42. Kim’s Fried Hokkien Mee (62B Jalan Eunos)

“They call him the “Rolex Mee Master” as his only way of telling you he has arrived as a street food vendor is to wear a long-sleeved shirt and a Rolex watch. But don’t be deceived, this old master artfully injects a lot of attention into the shrimp stock which he carefully fries, scoop by scoop, into his noodles, topped with seafood and pork. He will even drop some seared fresh oysters in the equation if you ask.”

44. Soon Wah Fishball Kway Teow Mee (#01-69 Newton Circus Food Centre)

“In true traditions of the South Chinese Teochew folks, these fishball noodle masters make every ball by hand from seasoned fish paste. It’s served atop soup or sambal-laced noodle with some greens. The second generation “kids” that helm this 60-year-old hawker stall are already in their 60s.”

45. Heng Kee Curry Chicken Noodle (531A, Upper Cross Street, Hong Lim Food Centre, #01-58)

“Street food evolves and in the “meld” of culinary cultures, the Teochews are now famous for curry noodles, of all things, in Singapore. The curry is uber smooth and the fresh poached chicken does it justice, and with that dollop of added sambal, this dish charges the system till it’s time to go home for the day.”

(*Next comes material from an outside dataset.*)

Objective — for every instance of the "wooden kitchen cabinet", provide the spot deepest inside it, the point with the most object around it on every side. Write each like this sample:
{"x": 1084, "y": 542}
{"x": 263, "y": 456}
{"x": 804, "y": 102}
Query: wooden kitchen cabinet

48. Nasi Ambeng Dapur Ummi (430 Upper Changi Road East Village #01-65)

“This is regarded as a Muslim dish created in Singapore, its own nasi tumpeng (a rice dish) if you must. It was first served in Singapore in a restaurant back in the 80s. A mount of rice is surrounded by a plethora of spicy meats like rendang and chicken, seafood, nuts, fish crackers, potato cutlets, spicy dried beef lungs, bean sprouts and even eggplants and rained upon with a generous splash of sambal. A regal meal for at least two people. “

50. Ah Lim Oyster Omelet (166 Jalan Besar #01-32 Berseh Food Centre)

“This humble husband-and-wife team began in a street food cart before relocating and roosting in this corner hawker centre stall. He hunches over the cast iron pan and tosses up one of the best, roasty and crispy yet gummy and starchy omelette topped with juicy quick-seared oysters.”